第8話 ガビルの告白
遅くなりましたが、宜しくお願いします。
一夜明け出発の朝になったのだが、昨夜より降り出した雨は次第に雷を伴って強くなり、今は滝のような雷雨となっている。こんな日に出発するのもどうしたものかと思案する。やはり、出発は晴れた日が良いのではないかと思いつつ、食堂へと向かう。

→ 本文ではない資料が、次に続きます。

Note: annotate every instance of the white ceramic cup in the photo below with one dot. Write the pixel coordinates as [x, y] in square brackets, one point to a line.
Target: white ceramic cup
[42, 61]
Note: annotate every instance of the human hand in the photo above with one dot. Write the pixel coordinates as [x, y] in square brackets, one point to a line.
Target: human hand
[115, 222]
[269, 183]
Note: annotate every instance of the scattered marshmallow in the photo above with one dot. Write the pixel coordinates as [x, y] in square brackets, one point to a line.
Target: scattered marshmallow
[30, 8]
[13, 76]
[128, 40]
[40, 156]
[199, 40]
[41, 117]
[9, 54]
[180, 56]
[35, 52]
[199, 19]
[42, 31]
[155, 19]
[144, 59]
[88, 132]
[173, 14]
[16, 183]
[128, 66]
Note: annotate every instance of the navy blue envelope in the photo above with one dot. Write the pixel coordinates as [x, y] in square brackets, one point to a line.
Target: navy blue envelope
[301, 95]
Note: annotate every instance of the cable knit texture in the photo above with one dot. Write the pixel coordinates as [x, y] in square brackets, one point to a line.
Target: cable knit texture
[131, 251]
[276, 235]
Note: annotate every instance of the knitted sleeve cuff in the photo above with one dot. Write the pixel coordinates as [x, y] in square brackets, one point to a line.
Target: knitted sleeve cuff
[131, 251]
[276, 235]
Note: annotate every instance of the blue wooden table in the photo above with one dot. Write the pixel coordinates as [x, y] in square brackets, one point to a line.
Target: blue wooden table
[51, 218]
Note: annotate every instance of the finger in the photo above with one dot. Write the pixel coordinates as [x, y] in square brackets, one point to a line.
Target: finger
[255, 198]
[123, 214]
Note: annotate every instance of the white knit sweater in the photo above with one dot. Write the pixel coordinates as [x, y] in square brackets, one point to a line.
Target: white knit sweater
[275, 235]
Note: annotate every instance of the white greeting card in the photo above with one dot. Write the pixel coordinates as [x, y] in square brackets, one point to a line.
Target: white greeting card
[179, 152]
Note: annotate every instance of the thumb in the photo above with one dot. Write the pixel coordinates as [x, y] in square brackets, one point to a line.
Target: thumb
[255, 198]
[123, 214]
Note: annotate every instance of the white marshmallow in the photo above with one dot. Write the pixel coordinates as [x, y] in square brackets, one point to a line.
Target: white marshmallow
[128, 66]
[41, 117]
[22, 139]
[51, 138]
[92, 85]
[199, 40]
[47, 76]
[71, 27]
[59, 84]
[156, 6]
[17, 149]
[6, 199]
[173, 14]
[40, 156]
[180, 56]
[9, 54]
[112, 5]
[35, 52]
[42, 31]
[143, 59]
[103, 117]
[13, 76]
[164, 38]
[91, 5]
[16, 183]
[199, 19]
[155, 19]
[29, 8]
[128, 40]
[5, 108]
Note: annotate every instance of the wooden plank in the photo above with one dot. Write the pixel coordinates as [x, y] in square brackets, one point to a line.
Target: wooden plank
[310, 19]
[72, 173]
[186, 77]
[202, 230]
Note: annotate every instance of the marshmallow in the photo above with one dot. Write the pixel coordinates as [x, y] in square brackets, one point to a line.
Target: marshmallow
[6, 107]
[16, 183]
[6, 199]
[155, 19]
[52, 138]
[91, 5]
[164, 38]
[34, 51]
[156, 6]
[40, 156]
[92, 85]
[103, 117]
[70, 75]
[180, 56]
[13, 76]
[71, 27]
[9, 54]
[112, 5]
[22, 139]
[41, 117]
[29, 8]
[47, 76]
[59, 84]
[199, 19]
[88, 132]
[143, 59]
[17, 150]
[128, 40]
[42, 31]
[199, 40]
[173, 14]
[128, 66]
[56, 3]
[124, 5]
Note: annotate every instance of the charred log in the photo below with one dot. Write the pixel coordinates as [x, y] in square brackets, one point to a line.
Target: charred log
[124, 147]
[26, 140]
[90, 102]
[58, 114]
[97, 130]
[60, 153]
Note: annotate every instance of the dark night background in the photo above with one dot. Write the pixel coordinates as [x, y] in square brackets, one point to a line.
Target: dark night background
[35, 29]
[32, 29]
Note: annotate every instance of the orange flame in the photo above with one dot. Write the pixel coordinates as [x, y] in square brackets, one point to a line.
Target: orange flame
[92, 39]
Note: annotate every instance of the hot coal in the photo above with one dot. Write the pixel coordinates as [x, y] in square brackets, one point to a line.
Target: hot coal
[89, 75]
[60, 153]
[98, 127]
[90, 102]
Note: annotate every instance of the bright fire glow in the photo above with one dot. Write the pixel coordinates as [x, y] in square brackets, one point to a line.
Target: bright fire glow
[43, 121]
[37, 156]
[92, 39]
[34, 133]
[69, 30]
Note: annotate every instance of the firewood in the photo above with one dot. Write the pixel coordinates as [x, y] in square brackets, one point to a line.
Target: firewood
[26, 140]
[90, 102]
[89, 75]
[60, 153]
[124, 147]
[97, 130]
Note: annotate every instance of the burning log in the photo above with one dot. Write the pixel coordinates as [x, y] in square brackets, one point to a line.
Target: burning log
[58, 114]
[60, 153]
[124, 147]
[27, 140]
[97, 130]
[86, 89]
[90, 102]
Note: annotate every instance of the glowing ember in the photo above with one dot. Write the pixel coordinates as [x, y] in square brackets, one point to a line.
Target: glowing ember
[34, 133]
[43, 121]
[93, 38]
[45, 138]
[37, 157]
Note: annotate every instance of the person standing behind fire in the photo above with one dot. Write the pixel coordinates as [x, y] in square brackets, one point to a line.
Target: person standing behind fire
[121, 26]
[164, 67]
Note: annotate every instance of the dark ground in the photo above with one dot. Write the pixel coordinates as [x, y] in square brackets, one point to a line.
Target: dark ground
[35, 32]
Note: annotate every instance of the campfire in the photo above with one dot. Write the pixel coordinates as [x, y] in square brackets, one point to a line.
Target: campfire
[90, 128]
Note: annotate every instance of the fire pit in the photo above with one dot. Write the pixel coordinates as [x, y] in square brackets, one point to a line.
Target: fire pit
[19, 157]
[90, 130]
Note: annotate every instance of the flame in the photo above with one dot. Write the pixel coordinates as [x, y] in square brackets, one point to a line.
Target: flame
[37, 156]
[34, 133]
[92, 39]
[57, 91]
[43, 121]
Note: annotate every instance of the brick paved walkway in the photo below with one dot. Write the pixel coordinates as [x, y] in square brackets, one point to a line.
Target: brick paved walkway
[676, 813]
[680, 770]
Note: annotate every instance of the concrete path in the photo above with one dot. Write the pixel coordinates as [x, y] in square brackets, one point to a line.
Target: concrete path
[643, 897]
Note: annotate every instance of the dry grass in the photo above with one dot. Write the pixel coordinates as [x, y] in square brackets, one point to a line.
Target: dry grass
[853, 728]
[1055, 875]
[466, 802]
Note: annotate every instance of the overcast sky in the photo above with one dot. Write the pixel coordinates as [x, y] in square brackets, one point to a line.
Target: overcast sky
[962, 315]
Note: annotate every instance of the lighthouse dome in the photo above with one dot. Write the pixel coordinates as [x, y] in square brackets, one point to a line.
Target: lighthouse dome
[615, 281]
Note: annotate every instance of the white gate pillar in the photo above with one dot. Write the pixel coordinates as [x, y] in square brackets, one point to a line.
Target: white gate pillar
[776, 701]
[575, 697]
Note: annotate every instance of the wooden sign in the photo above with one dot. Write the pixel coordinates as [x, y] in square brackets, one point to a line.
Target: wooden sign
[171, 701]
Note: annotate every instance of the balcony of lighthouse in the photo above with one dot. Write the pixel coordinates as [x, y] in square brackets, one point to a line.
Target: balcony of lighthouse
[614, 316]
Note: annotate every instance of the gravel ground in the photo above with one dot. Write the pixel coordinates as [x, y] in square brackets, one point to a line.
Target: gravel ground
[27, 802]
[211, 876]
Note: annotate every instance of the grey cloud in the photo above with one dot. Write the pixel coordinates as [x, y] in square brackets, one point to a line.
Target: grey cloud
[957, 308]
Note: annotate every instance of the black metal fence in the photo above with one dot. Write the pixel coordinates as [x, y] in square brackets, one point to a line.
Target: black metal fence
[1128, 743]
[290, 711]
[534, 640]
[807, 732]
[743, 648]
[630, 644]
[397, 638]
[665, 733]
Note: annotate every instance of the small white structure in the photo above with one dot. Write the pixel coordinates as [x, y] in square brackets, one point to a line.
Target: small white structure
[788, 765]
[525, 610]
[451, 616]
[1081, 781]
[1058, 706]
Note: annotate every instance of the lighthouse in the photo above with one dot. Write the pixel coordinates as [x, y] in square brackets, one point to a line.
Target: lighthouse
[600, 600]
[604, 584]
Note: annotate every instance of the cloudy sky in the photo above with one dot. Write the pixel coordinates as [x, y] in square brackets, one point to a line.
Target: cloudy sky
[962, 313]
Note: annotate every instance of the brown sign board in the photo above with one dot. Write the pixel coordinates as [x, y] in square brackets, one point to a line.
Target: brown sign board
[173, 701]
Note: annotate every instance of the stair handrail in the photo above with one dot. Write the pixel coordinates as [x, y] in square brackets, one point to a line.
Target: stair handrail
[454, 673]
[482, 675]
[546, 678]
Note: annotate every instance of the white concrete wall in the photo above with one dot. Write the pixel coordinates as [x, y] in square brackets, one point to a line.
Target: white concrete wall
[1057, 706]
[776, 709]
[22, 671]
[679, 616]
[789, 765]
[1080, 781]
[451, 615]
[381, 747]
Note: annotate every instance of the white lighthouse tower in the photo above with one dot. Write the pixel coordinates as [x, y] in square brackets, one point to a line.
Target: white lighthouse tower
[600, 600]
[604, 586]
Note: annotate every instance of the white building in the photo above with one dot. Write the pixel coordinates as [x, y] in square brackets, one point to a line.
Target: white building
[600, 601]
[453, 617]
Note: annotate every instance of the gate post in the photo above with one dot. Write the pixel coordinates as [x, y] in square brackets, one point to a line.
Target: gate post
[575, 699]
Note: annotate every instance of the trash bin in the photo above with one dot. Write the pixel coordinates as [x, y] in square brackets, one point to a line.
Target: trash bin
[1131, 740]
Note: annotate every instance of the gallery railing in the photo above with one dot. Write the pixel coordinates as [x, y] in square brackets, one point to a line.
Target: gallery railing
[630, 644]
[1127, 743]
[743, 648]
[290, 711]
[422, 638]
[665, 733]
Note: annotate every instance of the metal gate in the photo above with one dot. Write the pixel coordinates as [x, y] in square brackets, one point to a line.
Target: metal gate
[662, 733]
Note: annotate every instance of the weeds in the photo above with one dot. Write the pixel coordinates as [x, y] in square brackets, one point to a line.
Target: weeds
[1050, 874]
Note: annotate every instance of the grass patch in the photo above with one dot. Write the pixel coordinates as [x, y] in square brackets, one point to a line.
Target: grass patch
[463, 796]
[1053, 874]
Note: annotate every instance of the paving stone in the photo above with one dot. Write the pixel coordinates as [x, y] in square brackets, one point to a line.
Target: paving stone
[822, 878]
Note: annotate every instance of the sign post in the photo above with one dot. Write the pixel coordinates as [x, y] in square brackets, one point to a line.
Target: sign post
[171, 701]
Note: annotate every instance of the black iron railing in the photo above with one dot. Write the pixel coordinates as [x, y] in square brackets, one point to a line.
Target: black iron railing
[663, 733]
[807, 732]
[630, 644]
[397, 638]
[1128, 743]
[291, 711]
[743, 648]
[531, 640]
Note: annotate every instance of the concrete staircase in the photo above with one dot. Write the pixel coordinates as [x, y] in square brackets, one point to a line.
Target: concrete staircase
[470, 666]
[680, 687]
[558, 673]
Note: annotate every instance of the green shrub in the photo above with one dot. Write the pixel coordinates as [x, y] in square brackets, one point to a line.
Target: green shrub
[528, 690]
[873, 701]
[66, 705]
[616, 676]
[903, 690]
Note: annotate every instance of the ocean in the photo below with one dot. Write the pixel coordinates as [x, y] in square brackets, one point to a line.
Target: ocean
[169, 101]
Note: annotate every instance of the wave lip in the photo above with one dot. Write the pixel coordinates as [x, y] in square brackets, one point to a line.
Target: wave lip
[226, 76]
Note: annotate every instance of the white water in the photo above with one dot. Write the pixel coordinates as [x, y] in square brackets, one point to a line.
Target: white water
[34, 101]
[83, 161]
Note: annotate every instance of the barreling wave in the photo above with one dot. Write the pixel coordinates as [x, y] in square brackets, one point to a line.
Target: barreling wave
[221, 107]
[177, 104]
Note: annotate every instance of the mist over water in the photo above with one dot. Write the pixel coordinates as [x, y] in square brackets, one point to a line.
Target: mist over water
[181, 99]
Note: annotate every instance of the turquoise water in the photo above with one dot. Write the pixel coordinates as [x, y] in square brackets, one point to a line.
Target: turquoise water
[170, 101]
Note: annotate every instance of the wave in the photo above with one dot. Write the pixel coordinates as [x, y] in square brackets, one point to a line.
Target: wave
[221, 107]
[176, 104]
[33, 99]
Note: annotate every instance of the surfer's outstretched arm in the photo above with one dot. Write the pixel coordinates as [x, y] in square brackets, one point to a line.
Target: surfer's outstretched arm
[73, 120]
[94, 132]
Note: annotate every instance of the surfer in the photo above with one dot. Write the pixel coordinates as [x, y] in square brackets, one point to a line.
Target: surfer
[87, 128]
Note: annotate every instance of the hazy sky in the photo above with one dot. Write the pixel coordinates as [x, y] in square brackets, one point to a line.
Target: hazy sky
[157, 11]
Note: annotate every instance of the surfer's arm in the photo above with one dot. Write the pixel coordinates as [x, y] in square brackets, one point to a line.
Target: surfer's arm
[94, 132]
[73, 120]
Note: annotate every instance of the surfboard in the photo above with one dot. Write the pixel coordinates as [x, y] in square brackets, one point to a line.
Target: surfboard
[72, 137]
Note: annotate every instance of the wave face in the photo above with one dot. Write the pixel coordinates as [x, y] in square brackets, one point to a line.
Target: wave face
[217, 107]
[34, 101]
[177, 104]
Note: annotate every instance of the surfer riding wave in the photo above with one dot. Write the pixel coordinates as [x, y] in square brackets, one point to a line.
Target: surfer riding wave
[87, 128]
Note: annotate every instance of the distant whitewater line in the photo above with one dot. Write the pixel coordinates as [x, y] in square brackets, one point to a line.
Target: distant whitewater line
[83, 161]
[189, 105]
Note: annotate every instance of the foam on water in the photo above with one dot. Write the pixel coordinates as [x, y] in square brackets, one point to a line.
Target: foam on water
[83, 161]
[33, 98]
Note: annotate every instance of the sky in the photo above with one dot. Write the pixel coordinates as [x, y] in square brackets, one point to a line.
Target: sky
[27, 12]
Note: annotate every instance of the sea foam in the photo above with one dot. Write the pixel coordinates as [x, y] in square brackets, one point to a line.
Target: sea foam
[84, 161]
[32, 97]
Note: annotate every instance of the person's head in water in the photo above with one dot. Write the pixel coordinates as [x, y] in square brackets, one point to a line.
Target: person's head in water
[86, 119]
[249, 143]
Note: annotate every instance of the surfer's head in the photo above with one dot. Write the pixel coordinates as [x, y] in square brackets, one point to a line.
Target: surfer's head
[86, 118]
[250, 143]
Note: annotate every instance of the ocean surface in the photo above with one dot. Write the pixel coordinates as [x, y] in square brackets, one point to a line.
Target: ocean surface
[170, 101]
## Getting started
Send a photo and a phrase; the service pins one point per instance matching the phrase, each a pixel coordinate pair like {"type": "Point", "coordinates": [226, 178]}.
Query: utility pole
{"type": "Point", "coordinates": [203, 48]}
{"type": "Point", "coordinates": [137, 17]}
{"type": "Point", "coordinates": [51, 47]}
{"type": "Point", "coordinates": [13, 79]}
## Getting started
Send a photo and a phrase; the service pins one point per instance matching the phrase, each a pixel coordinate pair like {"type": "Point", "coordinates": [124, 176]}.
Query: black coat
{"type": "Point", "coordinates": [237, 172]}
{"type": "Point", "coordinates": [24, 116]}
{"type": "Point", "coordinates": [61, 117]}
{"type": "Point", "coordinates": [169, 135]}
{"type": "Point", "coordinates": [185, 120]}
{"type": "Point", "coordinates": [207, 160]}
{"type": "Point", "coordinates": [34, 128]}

食堂には、アリスとエルサが二人で楽しそうに話していた。するとエルサがこちらに気付き、
「あら、魔王が起きて来たわ! 」
それを聞いたアリスも振り向き、
「何時だと思っているのかしら? 出発する気が無さそうね! 」
確かに雨ではあるし、出発するのは延期しようかと思っている。しかし、昨日とは異なり二人が仲良く話している。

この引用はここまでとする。